Why does one hand work so much beter than the other one?

My nephews both write left handed but do everything else right handed - play sports, musical instruments etc because they taught themselves originally with right handed implements.

I am right handed but every time I park in my garage I padlock the roller door shut. I do this left handed. I grab the padlock swivel it around, loop it through the hole and close it, all in one neat, smooth motion. Recently I went to do it right handed, because I had something in my left hand, and I couldn’t even work out what to do. I put down what I was holding and could do it instantly. It was interesting watching how intricate it all was.

I’m right-handed, and I often want to take notes or work on program listings while sitting at the computer. That seemed like a job most suited for my right hand, and that also requires having some desk space to the right of my keyboard. So I put the mouse on the left, and quickly enough became proficient at using the mouse left-handed. But even stranger still, I don’t reconfigure my mouses to be left-handed (that is, swap the left and right mouse buttons). It has worked out fine for me.

At work, I use the manual juicer opposite how all the other right-handers do. I hold it with my right hand and use the squeezer with my left. Again, just because I assume my left hand has to do the grunt work and my right hand the ‘steadying work’.

I don’t know if it’s for the same reason, but I am exactly the same. I also use my left hand to throw things, yet swing a bat right-handedly.

Cricket’s chock-full of people who bowl right-handed but bat left, or vice-versa. Probably right/right is the commonest and left/left the least. There’s logic to the cross-handed player: the dominant hand is on top of the handle and in control of the shot.

What’s truly odd is the occasional player who bowls right-handed but, when fielding, throws left. They’re unusual but not unknown.

Leftys playing right:
Inzamam, Ijaz Ahmad

Rightys playing left
David Gower, Andy Flower, Wasim Akram

I understand that with the “gas - operated semi-automatics” like the M-1, you run the risk of getting your eye scooped out every time you fire it left-handed. And with some rifles you get the hot casings spit in your face!

Even for low time pilots switching from a plane with the throttle on the right, needing left hand for the stick in the middle and the opposite side on a similar sized aircraft seldom, to really seldom, have a problem with this, even if having learned with a control wheel.

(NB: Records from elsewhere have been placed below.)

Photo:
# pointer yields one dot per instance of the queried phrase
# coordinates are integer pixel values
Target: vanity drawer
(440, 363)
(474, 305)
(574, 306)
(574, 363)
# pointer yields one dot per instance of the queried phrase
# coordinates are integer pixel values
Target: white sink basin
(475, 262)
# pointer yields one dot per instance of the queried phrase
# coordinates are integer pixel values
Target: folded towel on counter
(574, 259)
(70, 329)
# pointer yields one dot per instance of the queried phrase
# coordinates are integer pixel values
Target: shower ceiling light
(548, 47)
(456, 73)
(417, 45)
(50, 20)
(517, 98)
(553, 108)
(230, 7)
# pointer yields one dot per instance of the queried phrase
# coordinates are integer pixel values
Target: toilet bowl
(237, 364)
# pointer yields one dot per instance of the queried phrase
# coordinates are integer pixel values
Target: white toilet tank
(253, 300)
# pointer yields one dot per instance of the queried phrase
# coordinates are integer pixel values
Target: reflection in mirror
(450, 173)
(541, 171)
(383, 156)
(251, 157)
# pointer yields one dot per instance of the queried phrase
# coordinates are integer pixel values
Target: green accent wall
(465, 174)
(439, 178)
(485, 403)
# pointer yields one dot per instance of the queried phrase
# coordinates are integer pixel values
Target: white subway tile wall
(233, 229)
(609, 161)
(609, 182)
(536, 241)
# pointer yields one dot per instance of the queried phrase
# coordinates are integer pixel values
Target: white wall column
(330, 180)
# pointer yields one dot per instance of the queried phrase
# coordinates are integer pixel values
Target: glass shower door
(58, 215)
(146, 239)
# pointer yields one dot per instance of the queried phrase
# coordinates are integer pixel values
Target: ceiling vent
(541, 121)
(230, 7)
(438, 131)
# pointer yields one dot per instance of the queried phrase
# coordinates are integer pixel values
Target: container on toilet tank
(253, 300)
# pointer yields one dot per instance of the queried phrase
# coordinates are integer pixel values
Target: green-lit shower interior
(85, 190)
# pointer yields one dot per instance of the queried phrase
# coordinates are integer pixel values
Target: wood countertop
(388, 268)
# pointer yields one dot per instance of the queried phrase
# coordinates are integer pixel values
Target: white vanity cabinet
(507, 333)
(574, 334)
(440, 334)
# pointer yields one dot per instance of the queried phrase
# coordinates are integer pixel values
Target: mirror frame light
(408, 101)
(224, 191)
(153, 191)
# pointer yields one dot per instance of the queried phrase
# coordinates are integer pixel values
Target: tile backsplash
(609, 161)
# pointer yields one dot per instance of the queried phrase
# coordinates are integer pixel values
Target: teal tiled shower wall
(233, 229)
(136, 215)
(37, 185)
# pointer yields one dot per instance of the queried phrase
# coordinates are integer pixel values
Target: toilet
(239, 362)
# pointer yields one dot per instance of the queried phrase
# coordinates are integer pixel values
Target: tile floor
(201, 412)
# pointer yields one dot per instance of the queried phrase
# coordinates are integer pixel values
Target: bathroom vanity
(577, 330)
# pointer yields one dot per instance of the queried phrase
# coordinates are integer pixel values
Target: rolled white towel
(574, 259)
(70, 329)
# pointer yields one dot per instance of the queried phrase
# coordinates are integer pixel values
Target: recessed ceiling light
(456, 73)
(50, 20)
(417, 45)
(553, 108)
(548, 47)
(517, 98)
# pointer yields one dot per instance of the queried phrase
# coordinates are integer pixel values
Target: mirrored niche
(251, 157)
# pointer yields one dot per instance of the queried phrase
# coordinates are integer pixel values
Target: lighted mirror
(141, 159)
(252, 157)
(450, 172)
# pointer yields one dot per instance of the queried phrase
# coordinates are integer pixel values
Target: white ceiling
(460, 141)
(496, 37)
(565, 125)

I am really strong right handed.

In a small plane I can reach over and use the right wheel with my right hand just fine. In more complicated aircraft, twin engine, many controls are low in the center and using the off hand to get them is next to impossible so the pilot & the copilot will have to use different hands to get to the fuel selector lever. Or quickly use the center mounted engine & prop controls during a critical engine out procedure.

If you cross your hands & hold the two center sides of dual controls and / or put your feet on the two center rudder pedals, which effectively reverses the trained reaction of which way the controls need to be used for an attitude change of the airplane.

When things are good & smooth, you can do it with a lot of thinking and careful movement. Get in some rough air or some unexpected attitude and 99.9% of pilots will go the wrong way.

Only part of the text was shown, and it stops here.